Mientras escuchaba desde mi lecho de arena, me pareció que horas, meses e incluso años pasaban junto a mí. Los fragmentos de su discurso se perdían en la distancia y después volvían a sonar muy cercanos. Era como si por encima de las nubes los picos de las montañas hablaran entre sí. Un viento atrapaba aquel rugido sordo y se lo llevaba. Y otro viento volvía a traerlo… Entonces, durante un instante vacío que pareció durar años y que transmitía de una forma espectacular el paso de largos períodos de tiempo, pude oír su discurso con más claridad. La lenta declamación de aquella voz grandiosa se propagó por todo mi ser como un torrente:
«En soledad esperamos, observamos, y escuchamos. Nuestros ojos nunca se cierran. La luna y las estrellas navegan sobre nosotros y nuestro río alcanza el mar. Traemos eternidad a vuestras vidas fragmentadas… Vemos las pequeñas líneas de acero que tendéis sobre nuestro territorio, ocultas tras una fina nube de humo blanco. Oímos el silbido de vuestros mensajeros de hierro propagarse por el aire… Las naciones se alzan y caen. Los imperios marchan en un revuelo hacia Occidente y perecen… El sol se va haciendo viejo y las estrellas palidecen… Los vientos alteran la línea del horizonte y nuestro río cambia su lecho. Pero nosotros permanecemos; inalterables, imperecederos. De agua, de arena y de fuego es nuestro ser esencial, construido en el seno de la atmósfera del universo… No hay pausa en la vida, no hay ruptura en la muerte. Los cambios no conocen final. El sol regresa… La resurrección es eterna… Mas nuestro reino permanece bajo tierra entre las sombras, ajeno a la brevedad de vuestro día. ¡Venid! ¡Venid! Los templos siguen repletos y nuestro Desierto os bendice. Nuestro río os hace perder pie. Nuestra arena os purificará y arderéis dulcemente en el fuego de nuestro Dios hasta alcanzar la sabiduría … Venid, pues, y adorad, la hora se acerca. Amanece…»

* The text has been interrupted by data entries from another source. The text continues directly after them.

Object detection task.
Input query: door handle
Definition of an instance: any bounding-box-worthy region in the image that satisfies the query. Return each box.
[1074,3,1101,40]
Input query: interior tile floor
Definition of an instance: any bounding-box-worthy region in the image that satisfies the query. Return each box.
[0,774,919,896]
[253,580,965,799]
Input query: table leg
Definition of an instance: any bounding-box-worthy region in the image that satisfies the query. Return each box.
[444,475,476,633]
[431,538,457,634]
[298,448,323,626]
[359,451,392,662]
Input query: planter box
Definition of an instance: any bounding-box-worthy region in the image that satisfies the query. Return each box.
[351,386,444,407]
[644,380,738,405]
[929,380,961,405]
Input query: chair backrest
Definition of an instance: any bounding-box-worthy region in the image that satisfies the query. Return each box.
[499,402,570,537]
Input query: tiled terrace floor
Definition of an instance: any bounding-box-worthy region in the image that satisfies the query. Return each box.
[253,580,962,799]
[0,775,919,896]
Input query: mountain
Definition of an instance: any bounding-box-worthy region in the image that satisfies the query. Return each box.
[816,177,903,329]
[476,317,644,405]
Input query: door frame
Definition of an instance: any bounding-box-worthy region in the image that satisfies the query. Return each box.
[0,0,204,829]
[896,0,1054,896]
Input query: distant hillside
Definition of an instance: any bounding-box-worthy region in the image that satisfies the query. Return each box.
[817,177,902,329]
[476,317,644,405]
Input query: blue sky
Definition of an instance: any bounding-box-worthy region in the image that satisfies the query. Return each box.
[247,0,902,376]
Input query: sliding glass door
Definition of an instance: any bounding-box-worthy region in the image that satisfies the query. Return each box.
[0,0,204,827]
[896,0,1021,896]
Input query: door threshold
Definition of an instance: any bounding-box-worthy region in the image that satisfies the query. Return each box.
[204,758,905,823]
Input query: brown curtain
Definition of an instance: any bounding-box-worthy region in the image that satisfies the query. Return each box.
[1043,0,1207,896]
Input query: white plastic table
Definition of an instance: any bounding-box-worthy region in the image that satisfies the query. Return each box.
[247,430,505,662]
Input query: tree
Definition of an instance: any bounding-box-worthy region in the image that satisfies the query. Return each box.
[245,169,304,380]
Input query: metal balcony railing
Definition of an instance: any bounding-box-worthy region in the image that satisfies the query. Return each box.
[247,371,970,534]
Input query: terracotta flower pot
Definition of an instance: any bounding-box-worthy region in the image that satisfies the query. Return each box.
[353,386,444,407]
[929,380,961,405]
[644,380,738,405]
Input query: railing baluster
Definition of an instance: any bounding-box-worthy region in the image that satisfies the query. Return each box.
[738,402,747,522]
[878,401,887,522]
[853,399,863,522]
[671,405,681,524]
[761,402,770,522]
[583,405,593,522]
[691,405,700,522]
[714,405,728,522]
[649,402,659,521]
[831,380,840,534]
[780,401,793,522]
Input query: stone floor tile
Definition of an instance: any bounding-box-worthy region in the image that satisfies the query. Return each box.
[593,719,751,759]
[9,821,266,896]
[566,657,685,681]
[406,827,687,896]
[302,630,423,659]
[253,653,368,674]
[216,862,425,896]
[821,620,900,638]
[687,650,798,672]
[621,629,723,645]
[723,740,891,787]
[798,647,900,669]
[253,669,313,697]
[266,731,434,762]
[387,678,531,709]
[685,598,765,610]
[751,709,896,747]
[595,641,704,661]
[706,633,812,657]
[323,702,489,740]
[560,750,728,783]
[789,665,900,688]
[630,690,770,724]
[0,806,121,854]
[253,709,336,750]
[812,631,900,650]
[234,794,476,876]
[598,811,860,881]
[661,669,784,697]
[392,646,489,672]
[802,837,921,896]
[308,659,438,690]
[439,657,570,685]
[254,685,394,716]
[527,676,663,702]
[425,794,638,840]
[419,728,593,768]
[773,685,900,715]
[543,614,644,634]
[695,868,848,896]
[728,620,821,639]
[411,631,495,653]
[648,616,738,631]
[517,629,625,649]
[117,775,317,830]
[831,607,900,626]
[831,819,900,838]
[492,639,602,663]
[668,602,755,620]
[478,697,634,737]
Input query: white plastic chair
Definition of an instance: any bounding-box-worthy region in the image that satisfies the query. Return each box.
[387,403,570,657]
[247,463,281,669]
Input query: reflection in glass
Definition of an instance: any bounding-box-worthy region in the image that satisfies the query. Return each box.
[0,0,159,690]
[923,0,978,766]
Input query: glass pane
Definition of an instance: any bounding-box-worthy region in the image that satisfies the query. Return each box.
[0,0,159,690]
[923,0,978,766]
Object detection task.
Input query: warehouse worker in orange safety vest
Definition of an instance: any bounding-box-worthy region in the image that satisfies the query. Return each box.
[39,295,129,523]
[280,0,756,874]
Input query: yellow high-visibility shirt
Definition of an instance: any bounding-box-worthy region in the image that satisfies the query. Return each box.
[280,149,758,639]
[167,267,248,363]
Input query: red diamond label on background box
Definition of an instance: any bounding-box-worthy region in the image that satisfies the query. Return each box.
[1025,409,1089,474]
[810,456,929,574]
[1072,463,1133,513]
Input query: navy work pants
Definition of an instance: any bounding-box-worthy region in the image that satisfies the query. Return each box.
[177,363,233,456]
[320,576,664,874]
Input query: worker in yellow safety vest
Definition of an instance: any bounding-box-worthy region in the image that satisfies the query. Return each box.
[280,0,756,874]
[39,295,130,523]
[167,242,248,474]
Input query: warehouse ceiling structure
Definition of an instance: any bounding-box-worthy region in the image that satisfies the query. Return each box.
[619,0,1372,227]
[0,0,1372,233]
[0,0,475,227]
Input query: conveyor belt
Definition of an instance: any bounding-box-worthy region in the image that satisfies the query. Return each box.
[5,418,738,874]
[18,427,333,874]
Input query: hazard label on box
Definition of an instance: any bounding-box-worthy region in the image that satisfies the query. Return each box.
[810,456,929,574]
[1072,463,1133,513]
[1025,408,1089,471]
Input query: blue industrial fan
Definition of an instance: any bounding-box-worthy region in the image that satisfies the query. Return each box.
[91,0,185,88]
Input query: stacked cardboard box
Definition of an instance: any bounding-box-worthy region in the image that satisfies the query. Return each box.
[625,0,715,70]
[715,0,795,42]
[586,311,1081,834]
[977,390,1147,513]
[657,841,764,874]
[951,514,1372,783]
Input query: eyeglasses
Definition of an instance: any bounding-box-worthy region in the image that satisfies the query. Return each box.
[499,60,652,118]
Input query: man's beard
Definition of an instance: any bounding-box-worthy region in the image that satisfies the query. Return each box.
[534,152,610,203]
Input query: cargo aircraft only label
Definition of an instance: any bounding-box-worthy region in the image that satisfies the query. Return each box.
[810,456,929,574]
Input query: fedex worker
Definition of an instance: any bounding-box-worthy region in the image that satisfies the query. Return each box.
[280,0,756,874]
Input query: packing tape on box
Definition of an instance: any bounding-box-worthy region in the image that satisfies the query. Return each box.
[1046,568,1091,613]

Las voces se fueron extinguiendo en las profundidades, apagadas por las arenas de los siglos, mientras el encendido amanecer del Oriente se extendía rápidamente por el cielo. La salida del sol, el gran símbolo de la perpetua resurrección de la vida, estaba a punto de producirse. A mi alrededor, envuelta en sombras, se desplegaba toda la inmensidad del antiguo Egipto, esperando ansiosamente la llegada del momento de la adoración. Desprovistas ya del terrible y severo esplendor de su largo abandono, aquellas efigies se alzaban erguidas en toda su arrebatada grandeza como un bosque de majestuosas piedras; los labios de granito entreabiertos, los ancianos ojos dilatados. Todos estaban de cara al oriente. Y el sol se iba aproximando al borde del Desierto que aguardaba expectante.